Tidak pernah Gilang!
(berhenti sejenak)
Dan, ketika usaha ayah mulai memudar, apa pernah ayah berkata
bahwa bagaimanapun caranya ayah harus menagih utang-utang
yang sudah ayah pinjamkan, termasuk kepada Bujang? Tidak pernah!
Rano susah payah menormalkan nafasnya.
RANO (CONT’D)
Memang, ayah kalut. Ayah mulai menjadi seorang pemabuk semenjak itu.
Sebab segala usaha yang ayah lakukan sepertinya tidak menemukan titik terang
sementara tanah yang ayah miliki sudah habis terjual untuk memulai usaha ayah kembali,
belum lagi kamu mau masuk SMA, setelah itu kuliah.

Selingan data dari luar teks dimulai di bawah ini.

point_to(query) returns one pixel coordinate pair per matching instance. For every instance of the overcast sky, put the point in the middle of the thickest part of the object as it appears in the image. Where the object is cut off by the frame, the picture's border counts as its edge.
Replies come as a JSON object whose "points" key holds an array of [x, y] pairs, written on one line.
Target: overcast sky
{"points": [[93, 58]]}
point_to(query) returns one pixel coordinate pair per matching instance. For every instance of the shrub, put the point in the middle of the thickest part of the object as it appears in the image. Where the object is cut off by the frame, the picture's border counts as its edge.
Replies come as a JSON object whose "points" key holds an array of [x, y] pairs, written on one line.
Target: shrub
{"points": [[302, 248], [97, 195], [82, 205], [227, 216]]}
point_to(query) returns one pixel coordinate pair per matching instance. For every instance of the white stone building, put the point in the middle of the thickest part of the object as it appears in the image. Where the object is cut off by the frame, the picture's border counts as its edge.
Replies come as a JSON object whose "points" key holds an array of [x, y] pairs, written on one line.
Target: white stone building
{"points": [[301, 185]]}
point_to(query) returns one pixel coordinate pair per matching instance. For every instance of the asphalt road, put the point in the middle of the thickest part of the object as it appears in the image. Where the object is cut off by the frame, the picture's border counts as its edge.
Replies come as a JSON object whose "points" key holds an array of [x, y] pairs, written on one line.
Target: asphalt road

Akan banyak uang yang dibutuhkan.
Memang, ayah sempat mengabaikan kamu,
berkata yang tidak seharusnya ayah katakan kepada kamu
sehingga kamu memutuskan untuk pergi dari rumah.

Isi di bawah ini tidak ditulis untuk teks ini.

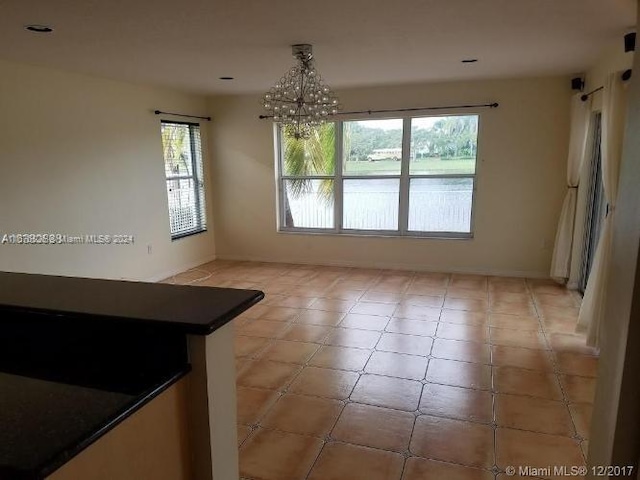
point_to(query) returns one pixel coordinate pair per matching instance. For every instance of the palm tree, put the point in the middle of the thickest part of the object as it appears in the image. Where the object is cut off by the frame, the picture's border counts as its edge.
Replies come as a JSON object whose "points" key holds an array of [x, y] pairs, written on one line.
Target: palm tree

Memang! Ayah menyesal akan itu. Ayah sadar.
Ayah meminta maaf.
(kembali ngos-ngosan) Tapi, satu hal yang ayah ingin kamu camkan,
jangan sekali-kali kamu memutuskan hubungan hanya karena materi.

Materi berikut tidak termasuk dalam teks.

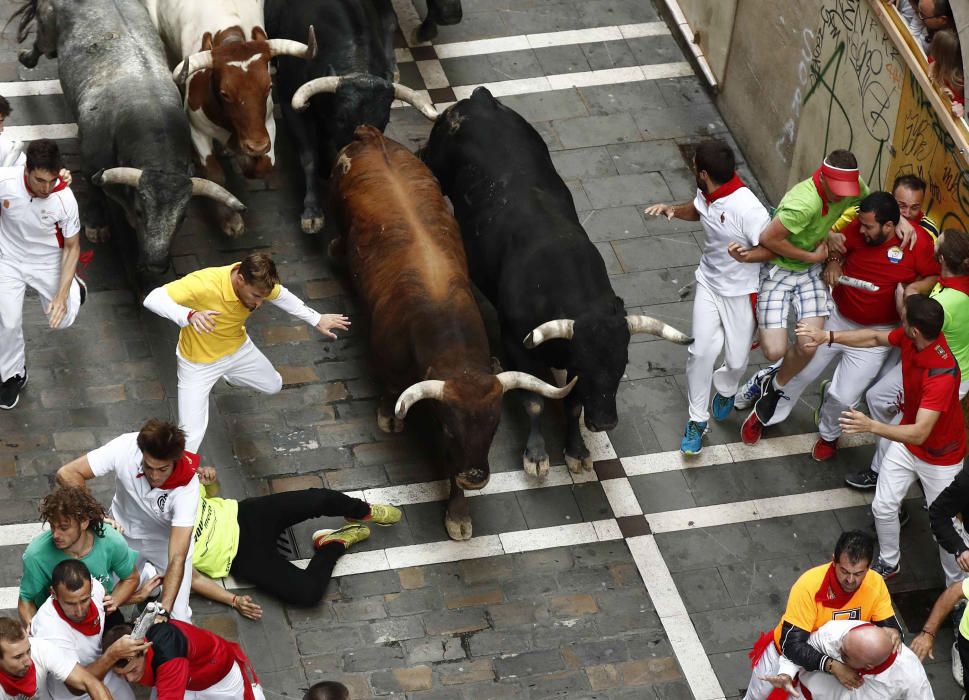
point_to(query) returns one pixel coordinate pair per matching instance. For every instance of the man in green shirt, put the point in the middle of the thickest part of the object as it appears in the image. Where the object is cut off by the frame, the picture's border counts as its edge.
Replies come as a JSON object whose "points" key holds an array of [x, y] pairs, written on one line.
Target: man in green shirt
{"points": [[239, 537], [77, 531]]}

Gilang terdiam. Rano diam, nafasnya masih ngos-ngosan, namun ternyata ia masih belum selesai.
RANO (CONT’D)
(berbicara tenang, matanya menerawang)
Kamu tahu, lima tahun yang lalu, ayah ke sana.
Om Bujang hidupnya jaaauh lebih parah dari kita.
Beruntung kita masih punya rumah dan kebun,
sementara ia harus menjual rumah dan tanahnya akibat utang yang menumpuk.
Alhasil, Om Bujang harus membeli rumah petak di dekat rumahnya sendiri,
karena dia yakin suatu saat ia akan mampu menebus kembali rumahnya.
(kepada Gilang) Rumah itu tidak pernah dihuni oleh pemiliknya yang baru.
Dia mempercayakan kepada Bujang untuk merawat rumah itu,
tapi Bujang tidak diperbolehkan untuk menempatinya.
Sementara itu, setiap kali ia memasuki pekarangan rumah itu,
senyum mendiang istri dan tawa mendiang anaknya masih mengambang di ingatannya.
Dia hidup sebatang kara, bekerja serabutan sana sini dengan mimpi
bahwa suatu saat ia akan mampu menebus rumahnya kembali
agar dapat merasakan senyum dan tawa mereka di setiap hembusan nafasnya.
GILANG
(mulai prihatin) Tante Yuni dan Damar... meninggal Yah?
RANO
Iya, kecelakaan. Tujuh tahun yang lalu. Bujang selamat.
Gilang terdiam. Wajahnya sedih. Matanya menerawang.
RANO (CONT’D)
(sungguh-sungguh)
Ayah cuma ingin bertemu saudara ayah untuk terakhir kalinya, Nak...
Gilang menatap ayahnya dalam-dalam. Dilihatnya kesungguhan yang amat dalam. Gilang diambang kebingungan antara menyetujui atau tidak, sebab mengingat kondisi kesehatan ayahnya.
DISSOLVE TO:
8. INT. RUMAH – RUANG MAKAN – MALAM
Rano dan Gilang duduk berseberangan. Gilang menyantap makanannya dengan lahap. Sedangkan, makanan Rano tak tersentuh sedikit pun di atas meja. Ia menatap Gilang tajam dan tak berkedip, masih menunggu jawaban atas ajakannya ke Dumai.
Gilang mulai gelisah. Ia berhenti makan.
GILANG
Yah!?
RANO
Gimana?
Gilang mendengus. Wajahnya kesal. Namun, akhirnya dia menyerah.
GILANG
Oke, tapi Gilang yang nyetir
Wajah Rano sontak berseri. Ia segera beranjak dari duduknya, lalu mengecup kening Gilang. Cukup lama sampai akhirnya Gilang merasa geli dan berusaha melepas.
GILANG (CONT’D)
(sambil tertawa geli)
Yah!! Udah! Ntar berbekas.
Rano tidak berhenti. Sambil mencium Gilang, ia berkata.
RANO
(seperti bergumam)
Biarin. Kan anak Den. Ini kecupan rindu, bangga, terima kasih,
semuanya bercampur aduk, makanya lama.
Gilang pasrah. Bibirnya membentuk senyum.